On purpose
With Davos currently underway, and the environment crisis as a central issue, marketers everywhere are limbering up for a major push on brand purpose. If you’re one of them, you need to stop right now. Because chances are you’re about to head down a fast track to futility. Let me explain.
In my experience there are three types of ‘purpose’ exercises.
1. Purpose = bullshit.
This is a cynical attempt to reframe your ordinary ‘greed is good’ business model against the purpose narrative to make it look current and less problematic. It’s likely to be owned by someone in corporate without P&L responsibility and justified on spurious ‘brand image’ grounds. Run away. Or just burn the cash and save time.
2. Purpose = image correction.
This is a communications-based task designed to tell stakeholders that your business is much more purposeful than they think. In fact, it always has been, it’s just that until now there hasn’t been this purpose-shaped bandwagon to jump on.
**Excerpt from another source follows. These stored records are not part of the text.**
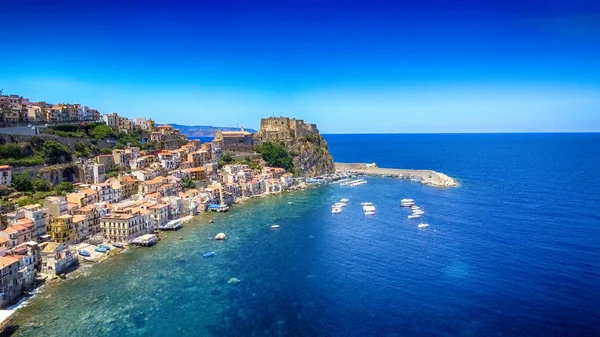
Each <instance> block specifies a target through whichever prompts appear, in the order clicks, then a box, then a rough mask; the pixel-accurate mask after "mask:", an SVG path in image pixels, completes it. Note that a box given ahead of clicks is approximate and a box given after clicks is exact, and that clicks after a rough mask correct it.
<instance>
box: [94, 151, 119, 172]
mask: <svg viewBox="0 0 600 337" xmlns="http://www.w3.org/2000/svg"><path fill="white" fill-rule="evenodd" d="M96 163H98V164H104V168H105V169H106V170H107V171H108V170H110V169H112V168H114V167H115V166H116V165H115V160H114V158H113V156H112V153H107V154H101V155H99V156H96Z"/></svg>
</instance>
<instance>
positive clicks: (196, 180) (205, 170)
mask: <svg viewBox="0 0 600 337" xmlns="http://www.w3.org/2000/svg"><path fill="white" fill-rule="evenodd" d="M185 171H186V172H187V173H188V175H189V177H190V179H192V180H194V181H200V180H205V179H206V168H204V167H194V168H191V169H187V170H185Z"/></svg>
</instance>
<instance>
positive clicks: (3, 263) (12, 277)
mask: <svg viewBox="0 0 600 337" xmlns="http://www.w3.org/2000/svg"><path fill="white" fill-rule="evenodd" d="M19 260H20V259H19V258H18V257H15V256H12V255H7V256H0V308H5V307H6V306H8V305H10V304H12V303H14V302H15V301H17V300H18V299H19V298H20V297H21V287H20V286H19Z"/></svg>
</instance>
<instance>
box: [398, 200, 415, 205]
mask: <svg viewBox="0 0 600 337" xmlns="http://www.w3.org/2000/svg"><path fill="white" fill-rule="evenodd" d="M414 205H415V201H414V200H413V199H402V200H400V206H401V207H412V206H414Z"/></svg>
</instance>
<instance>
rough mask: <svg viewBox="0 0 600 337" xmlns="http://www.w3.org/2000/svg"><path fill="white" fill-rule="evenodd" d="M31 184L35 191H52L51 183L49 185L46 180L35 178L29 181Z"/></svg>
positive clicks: (47, 180) (47, 191)
mask: <svg viewBox="0 0 600 337" xmlns="http://www.w3.org/2000/svg"><path fill="white" fill-rule="evenodd" d="M31 183H32V185H33V188H35V190H36V191H41V192H48V191H51V190H52V183H50V182H49V181H48V180H46V179H43V178H40V177H35V178H33V180H32V181H31Z"/></svg>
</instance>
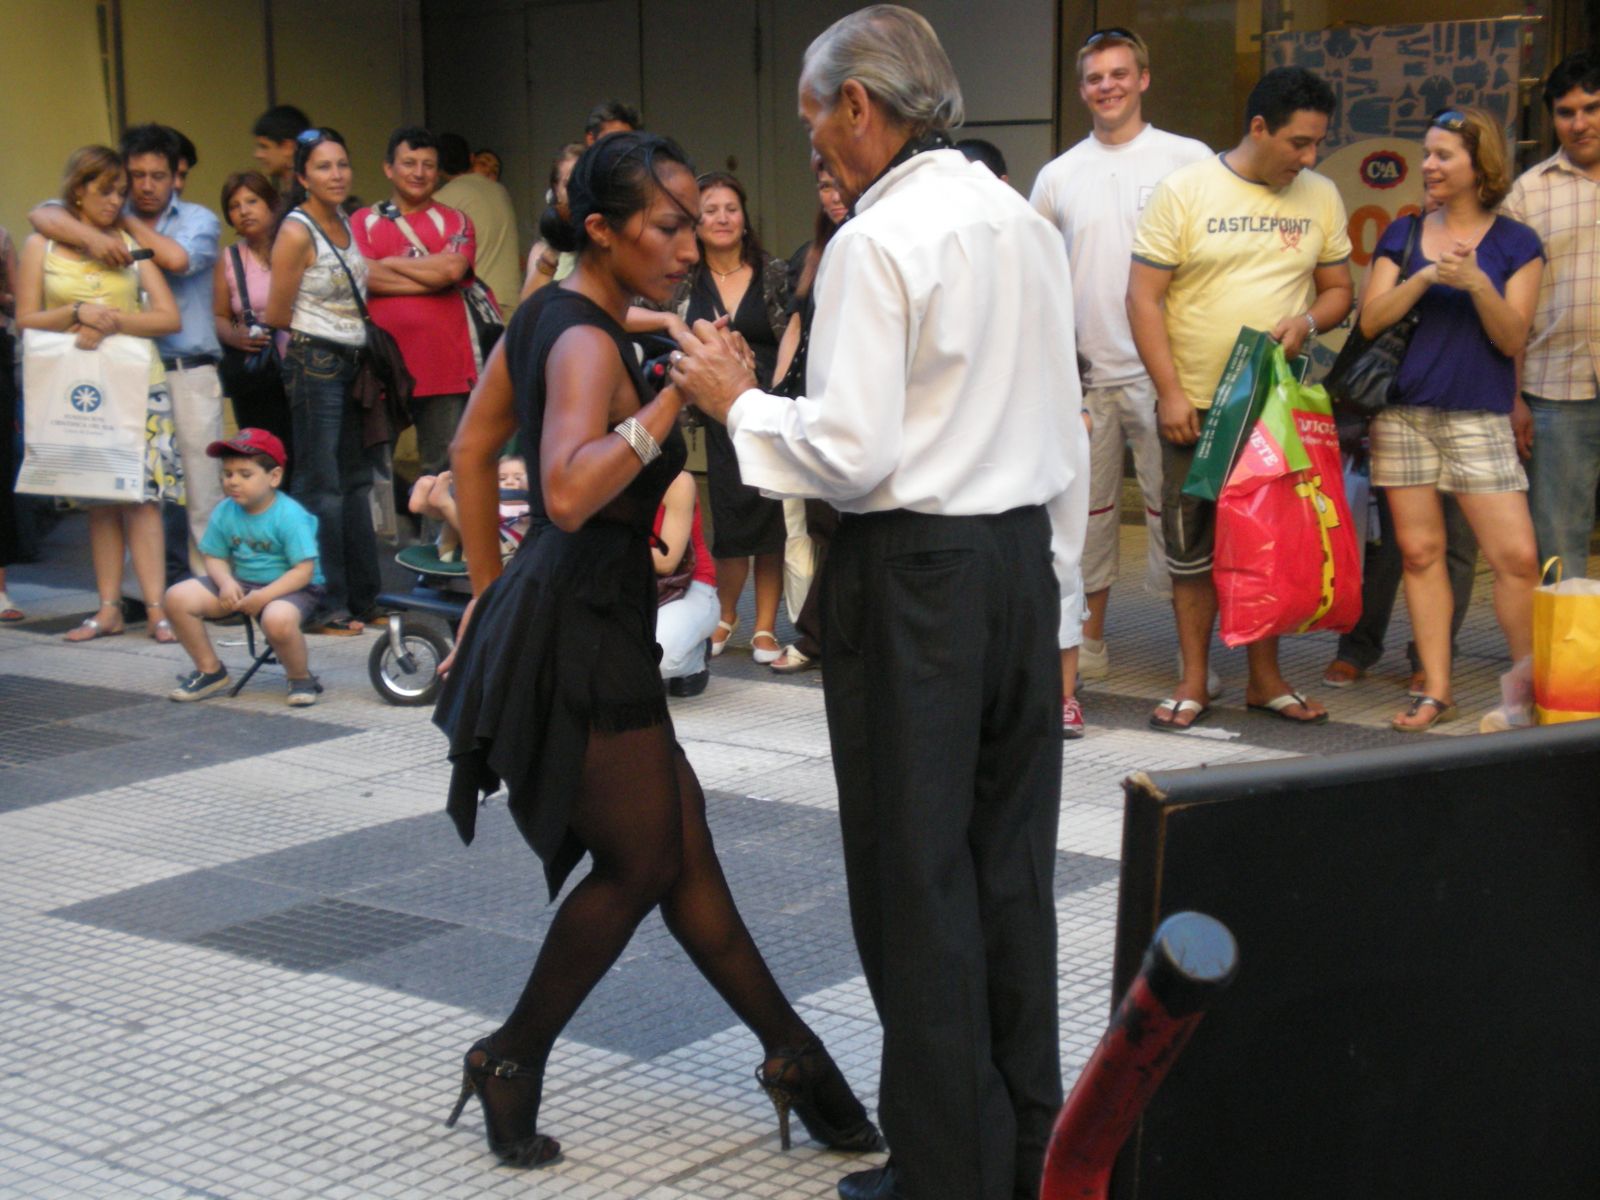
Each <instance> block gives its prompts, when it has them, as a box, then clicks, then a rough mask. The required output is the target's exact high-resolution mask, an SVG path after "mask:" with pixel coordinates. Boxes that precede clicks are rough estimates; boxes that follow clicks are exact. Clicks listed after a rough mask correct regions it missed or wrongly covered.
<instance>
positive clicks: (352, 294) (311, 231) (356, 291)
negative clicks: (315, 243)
mask: <svg viewBox="0 0 1600 1200" xmlns="http://www.w3.org/2000/svg"><path fill="white" fill-rule="evenodd" d="M294 213H298V214H299V216H301V219H302V221H304V222H306V224H307V226H310V232H312V235H314V237H320V238H322V240H323V242H325V243H326V246H328V250H331V251H333V256H334V258H336V259H338V261H339V266H341V267H342V269H344V277H346V278H347V280H350V294H352V296H355V310H357V312H360V314H362V323H363V325H365V323H366V322H370V320H371V315H370V314H368V312H366V301H365V299H362V290H360V286H358V285H357V283H355V275H352V274H350V267H349V266H346V262H344V254H341V253H339V248H338V246H336V245H333V238H330V237H328V235H326V234H325V232H323V229H322V226H318V224H317V219H315V218H314V216H312V214H310V213H307V211H306V210H304V208H296V210H294ZM291 216H293V213H291ZM352 245H354V237H352Z"/></svg>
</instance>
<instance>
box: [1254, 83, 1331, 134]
mask: <svg viewBox="0 0 1600 1200" xmlns="http://www.w3.org/2000/svg"><path fill="white" fill-rule="evenodd" d="M1338 104H1339V99H1338V96H1334V94H1333V88H1330V86H1328V83H1326V80H1323V78H1322V75H1314V74H1312V72H1309V70H1306V67H1274V69H1272V70H1269V72H1267V74H1266V75H1262V77H1261V80H1259V82H1258V83H1256V86H1253V88H1251V90H1250V99H1246V101H1245V128H1246V130H1248V128H1250V123H1251V122H1253V120H1254V118H1256V117H1261V118H1262V120H1264V122H1266V123H1267V133H1277V131H1278V130H1282V128H1283V126H1285V125H1288V122H1290V118H1291V117H1293V115H1294V114H1296V112H1301V110H1306V109H1309V110H1310V112H1320V114H1323V115H1325V117H1331V115H1333V110H1334V109H1336V107H1338Z"/></svg>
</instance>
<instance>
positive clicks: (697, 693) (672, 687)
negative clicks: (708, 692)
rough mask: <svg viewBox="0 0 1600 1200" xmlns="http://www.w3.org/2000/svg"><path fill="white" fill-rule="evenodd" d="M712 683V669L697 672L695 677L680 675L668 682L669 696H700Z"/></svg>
mask: <svg viewBox="0 0 1600 1200" xmlns="http://www.w3.org/2000/svg"><path fill="white" fill-rule="evenodd" d="M707 683H710V667H706V670H696V672H694V674H693V675H680V677H678V678H669V680H667V694H669V696H699V694H701V693H702V691H706V685H707Z"/></svg>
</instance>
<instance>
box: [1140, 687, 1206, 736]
mask: <svg viewBox="0 0 1600 1200" xmlns="http://www.w3.org/2000/svg"><path fill="white" fill-rule="evenodd" d="M1155 712H1170V714H1173V717H1171V720H1165V722H1163V720H1158V718H1157V717H1155ZM1155 712H1152V714H1150V728H1152V730H1155V731H1157V733H1182V731H1184V730H1192V728H1194V726H1195V725H1198V723H1200V722H1203V720H1205V718H1206V717H1210V715H1211V706H1210V704H1202V702H1200V701H1187V699H1184V701H1181V699H1176V698H1173V696H1168V698H1166V699H1163V701H1162V702H1160V704H1157V706H1155ZM1186 712H1192V714H1194V717H1190V718H1189V723H1186V725H1174V723H1173V722H1176V720H1178V718H1179V717H1182V715H1184V714H1186Z"/></svg>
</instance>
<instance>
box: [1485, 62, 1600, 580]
mask: <svg viewBox="0 0 1600 1200" xmlns="http://www.w3.org/2000/svg"><path fill="white" fill-rule="evenodd" d="M1544 106H1546V107H1547V109H1549V110H1550V123H1552V125H1554V126H1555V139H1557V141H1558V142H1560V144H1562V147H1560V149H1558V150H1557V152H1555V154H1554V155H1550V157H1549V158H1546V160H1544V162H1542V163H1538V165H1536V166H1533V168H1530V170H1528V171H1526V173H1523V174H1522V178H1520V179H1517V182H1515V184H1512V189H1510V195H1507V197H1506V200H1504V203H1501V211H1502V213H1506V216H1512V218H1515V219H1517V221H1522V222H1523V224H1526V226H1530V227H1531V229H1533V232H1536V234H1538V235H1539V240H1541V242H1544V253H1546V254H1547V256H1549V261H1550V267H1549V270H1546V272H1544V275H1542V277H1541V282H1539V307H1538V309H1536V310H1534V315H1533V339H1531V341H1530V342H1528V352H1526V357H1525V360H1523V366H1522V389H1523V398H1525V400H1526V408H1525V406H1523V405H1522V403H1518V405H1517V408H1515V411H1514V413H1512V424H1514V426H1517V442H1518V443H1520V446H1522V448H1523V451H1525V453H1526V451H1528V450H1530V446H1528V440H1530V437H1531V440H1533V446H1531V451H1533V459H1531V462H1530V464H1528V507H1530V509H1531V510H1533V531H1534V536H1536V538H1538V541H1539V562H1544V560H1546V558H1549V557H1552V555H1560V558H1562V574H1563V578H1568V579H1581V578H1582V576H1584V573H1586V571H1587V568H1589V534H1590V533H1594V526H1595V485H1597V483H1600V397H1597V395H1595V392H1597V384H1595V371H1597V370H1600V235H1597V232H1595V230H1597V229H1600V54H1595V53H1594V51H1579V53H1576V54H1573V56H1570V58H1566V59H1563V61H1562V62H1560V64H1558V66H1557V67H1555V70H1552V72H1550V78H1549V80H1546V83H1544ZM1526 410H1531V422H1530V419H1528V411H1526Z"/></svg>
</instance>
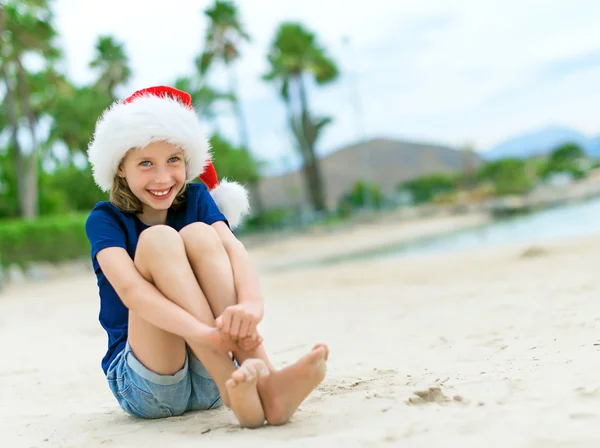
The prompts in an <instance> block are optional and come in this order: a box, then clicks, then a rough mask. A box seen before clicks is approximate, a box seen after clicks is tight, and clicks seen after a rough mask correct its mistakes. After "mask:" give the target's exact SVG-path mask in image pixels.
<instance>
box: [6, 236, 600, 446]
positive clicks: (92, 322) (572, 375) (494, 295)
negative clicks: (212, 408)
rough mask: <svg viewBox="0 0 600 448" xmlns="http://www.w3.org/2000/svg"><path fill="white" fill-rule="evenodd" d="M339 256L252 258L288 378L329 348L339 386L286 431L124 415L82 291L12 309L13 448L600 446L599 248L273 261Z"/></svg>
mask: <svg viewBox="0 0 600 448" xmlns="http://www.w3.org/2000/svg"><path fill="white" fill-rule="evenodd" d="M411 228H412V229H413V230H414V227H411V226H409V225H406V229H407V232H408V231H409V230H410V229H411ZM371 229H372V230H373V228H371ZM380 230H381V229H374V231H372V232H371V233H370V234H371V235H372V238H373V241H375V240H376V239H377V238H379V237H378V235H379V234H380V233H381V232H380ZM356 232H358V233H356V234H355V236H356V235H362V237H363V238H365V241H366V240H368V238H369V237H368V235H369V230H368V229H367V230H365V229H362V230H356ZM361 232H362V233H361ZM351 234H352V232H350V233H349V234H347V235H351ZM319 238H324V239H322V240H319ZM311 241H312V243H311ZM326 241H330V244H331V245H330V246H329V247H330V249H331V250H333V249H335V248H337V249H340V246H343V247H345V248H347V247H349V246H351V245H352V244H351V243H350V242H347V244H343V238H341V237H338V236H331V235H330V236H323V237H317V238H312V239H308V240H307V239H304V240H302V239H296V240H294V241H291V240H290V241H282V242H281V243H278V244H274V245H270V246H269V247H267V248H262V249H261V248H257V249H255V250H254V251H253V252H252V256H253V257H254V260H255V261H256V263H257V265H258V266H260V272H261V283H262V286H263V290H264V295H265V300H266V303H267V312H266V316H265V320H264V322H263V324H262V327H261V329H262V333H263V335H264V337H265V340H266V344H265V345H266V347H267V349H268V351H269V352H270V353H271V356H272V359H273V361H274V362H275V364H276V365H279V366H282V365H285V364H286V363H289V362H291V361H293V360H294V359H296V358H297V357H298V356H300V355H301V354H302V353H304V352H306V351H307V350H309V349H310V347H311V346H312V345H313V344H314V343H315V342H317V341H325V342H327V343H329V345H330V348H331V357H330V361H329V371H328V375H327V378H326V379H325V381H324V382H323V384H322V385H321V386H320V387H319V388H318V389H317V390H316V391H315V392H314V393H313V394H312V395H311V397H310V398H309V399H308V400H307V401H306V402H305V403H304V404H303V405H302V406H301V409H300V411H299V412H298V413H297V414H296V416H295V417H294V419H293V421H292V422H291V423H289V424H287V425H285V426H283V427H264V428H261V429H258V430H245V429H240V428H238V427H237V425H236V424H235V419H234V417H233V415H232V414H231V412H230V411H228V410H227V409H225V408H222V409H219V410H216V411H210V412H196V413H190V414H187V415H184V416H182V417H177V418H172V419H167V420H160V421H143V420H138V419H134V418H132V417H129V416H127V415H126V414H125V413H124V412H122V411H121V410H120V409H119V408H118V406H117V404H116V402H115V400H114V399H113V397H112V396H111V394H110V392H109V390H108V388H107V387H106V385H105V382H104V378H103V374H102V371H101V370H100V358H101V357H102V355H103V353H104V350H105V344H106V339H105V335H104V334H103V331H102V329H101V327H100V326H99V325H98V323H97V314H98V299H97V296H96V286H95V279H94V278H93V276H92V275H81V276H78V277H74V278H69V279H59V280H56V281H54V282H52V283H45V284H35V285H23V286H18V287H17V286H14V287H10V288H9V289H8V290H6V291H5V292H4V293H3V295H1V296H0V357H1V359H2V362H1V363H0V403H1V404H2V406H1V410H0V434H2V441H1V442H0V446H2V447H10V448H13V447H48V446H51V447H86V448H87V447H97V446H102V447H111V446H115V447H142V446H143V447H161V446H163V445H164V446H169V447H198V446H211V447H219V446H241V445H242V444H246V443H247V444H248V445H247V446H260V447H268V446H277V447H279V446H282V444H284V443H285V446H344V447H354V446H368V447H372V446H402V447H449V446H459V447H481V446H486V447H495V446H499V447H540V448H542V447H544V448H551V447H575V446H577V447H598V446H600V375H599V374H598V372H600V345H598V344H600V335H599V334H598V331H597V327H598V325H599V323H600V302H599V299H598V297H599V296H600V282H599V280H598V275H597V269H598V268H597V267H598V266H599V264H600V237H586V238H579V239H571V240H563V241H555V242H552V243H547V244H543V245H541V246H539V245H536V246H534V247H530V246H527V245H512V246H504V247H495V248H487V249H478V250H474V251H469V252H461V253H454V254H453V253H446V254H434V255H426V256H425V255H422V256H413V257H404V258H401V259H385V260H362V261H354V262H348V263H343V264H338V265H333V266H326V267H323V266H320V267H312V268H311V267H308V268H307V267H294V266H291V265H288V268H287V269H274V266H273V265H269V263H267V261H268V260H269V257H270V256H271V255H276V254H280V256H282V257H283V256H284V255H285V257H288V256H289V254H287V253H282V251H283V252H289V251H298V253H300V252H301V253H303V254H304V255H303V256H308V255H307V254H308V253H310V252H311V250H312V251H314V252H315V253H317V252H318V253H321V254H322V252H320V251H322V250H323V246H324V245H325V242H326ZM336 241H337V242H336ZM284 249H285V250H284Z"/></svg>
This is playing catch up, so don’t make it sound like a massive change (it isn’t) or some central guiding principle of the business (if it was why didn’t you say so back then). Some humility here would go a long way.
3. Purpose = business strategy.
The business intends to grow and make money in a way that is primarily driven by it’s purpose. So ‘purpose’ is not some add on. If the CEO is not in the room when you’re discussing purpose, you’re probably in one of the two camps above. Businesses can reposition themselves around purpose, but it’s a ground-up, root-and-branch, pick-your-analogy-for-comprehensive strategic business change.
The businesses in type 3 don’t need to develop a brand purpose…because they are a ‘purposeful’ business already. If so, and if you subscribe to the view that brands are the face of the business strategy, then it follows that purposeful businesses will result in purposeful brands.
I get fed up with brand purpose being handed over to the marketing department to ‘do’. So if that happens to you, look your CEO squarely in the eye and call bullshit on him or her. You do the craft of brand management a massive disservice by not calling this out , and by attempting to help your business bluff its way to being seen as better than it is. The real business change that leaders in Davos are rightly calling for needs to be addressed in the office of the CEO not the CMO.